By Abby Montanez 7 December, 2023

Across 12 global markets, Dubai had more residential transactions in excess of US$10 million than any other city.

The number of super-prime home sales may be declining, but some cities are actually seeing an increase in ultra-luxury purchases.

The total number of houses that sold for US$10 million or more dropped 2.4 percent when compared to the same period in 2022, but according to a recent report from real estate company Knight Frank, there were 362 super-prime residential transactions in the third quarter—defined as those that closed above US$10 million—with Hong Kong, Dubai, Geneva, Miami, and Sydney all recording increases from last year.

The brokerage’s super-prime report analysed residential transactions and sales volumes at US$10 million and above across 12 global markets. “Super-prime activity has come off the 2021 peak, but our latest results confirm a market still seeing activity above pre-pandemic levels,” explained Liam Bailey, a researcher at Knight Frank, in the analysis.

Contrary to the overall slowdown, Dubai claimed the No. 1 spot with 89 home sales in excess of US$10 million. For context, The City of Gold only had 58 sales in the same period last year. Similarly, there were 39 ultra-luxury sales in Hong Kong, up from just 19. Another thriving market has been Geneva, which also saw an uptick in the volume of super-prime home sales, up from 14 to 20. Lastly, in Miami, ultra-luxury residential sales increased from 21 to 26, and in Syndey, they rose from 18 to 21.

The number of homes that sold for more than $10 million decreased in cities including London and New York. Photo by Unsplash

London is technically right behind Dubai with the second-highest number of high-end home deals in Q3. The British capital clocked 51 US$10 million-plus home purchases; however, that’s less than the 63 that were sold in the third quarter of 2022. New York also recorded a decline in sales, with mega-sales volume dropping from 43 to 34. “Higher debt costs will continue to weigh on the sector, but a lack of fresh new-build project launches in key markets like London and New York will impact sales in 2024,” said Bailey.

As a whole, the overall value of luxury sales is still impressive.

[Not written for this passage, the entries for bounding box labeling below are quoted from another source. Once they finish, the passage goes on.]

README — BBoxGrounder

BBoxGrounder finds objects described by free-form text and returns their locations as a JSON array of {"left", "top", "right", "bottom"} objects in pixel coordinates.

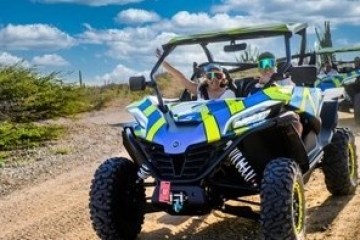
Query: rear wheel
[
  {"left": 260, "top": 158, "right": 305, "bottom": 240},
  {"left": 323, "top": 128, "right": 358, "bottom": 195},
  {"left": 353, "top": 93, "right": 360, "bottom": 125},
  {"left": 89, "top": 158, "right": 145, "bottom": 240}
]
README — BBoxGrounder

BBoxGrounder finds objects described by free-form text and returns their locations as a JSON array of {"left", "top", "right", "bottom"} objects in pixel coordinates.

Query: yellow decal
[
  {"left": 300, "top": 88, "right": 317, "bottom": 114},
  {"left": 264, "top": 86, "right": 293, "bottom": 102},
  {"left": 200, "top": 106, "right": 220, "bottom": 143},
  {"left": 146, "top": 117, "right": 166, "bottom": 141},
  {"left": 225, "top": 99, "right": 245, "bottom": 115}
]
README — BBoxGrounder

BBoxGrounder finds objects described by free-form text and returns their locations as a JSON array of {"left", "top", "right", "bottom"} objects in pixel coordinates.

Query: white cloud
[
  {"left": 33, "top": 0, "right": 143, "bottom": 7},
  {"left": 32, "top": 54, "right": 69, "bottom": 67},
  {"left": 0, "top": 24, "right": 75, "bottom": 50},
  {"left": 0, "top": 52, "right": 30, "bottom": 67},
  {"left": 95, "top": 64, "right": 149, "bottom": 84},
  {"left": 115, "top": 8, "right": 161, "bottom": 24},
  {"left": 212, "top": 0, "right": 360, "bottom": 25}
]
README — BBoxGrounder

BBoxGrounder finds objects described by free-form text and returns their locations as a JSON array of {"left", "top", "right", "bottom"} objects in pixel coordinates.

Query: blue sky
[{"left": 0, "top": 0, "right": 360, "bottom": 84}]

In the last 12 months, homebuyers spent a whopping US$31.7 billion on super-prime residences. To be fair, that’s below the wild US$40.7 billion achieved just two years ago following the pandemic. However, it’s significantly higher than the US$18.6 million splashed out in 2019. “Super-prime sales have been quite resilient compared to other residential markets,” added Bailey. “The recovery in travel and completion of new builds have helped support sales.”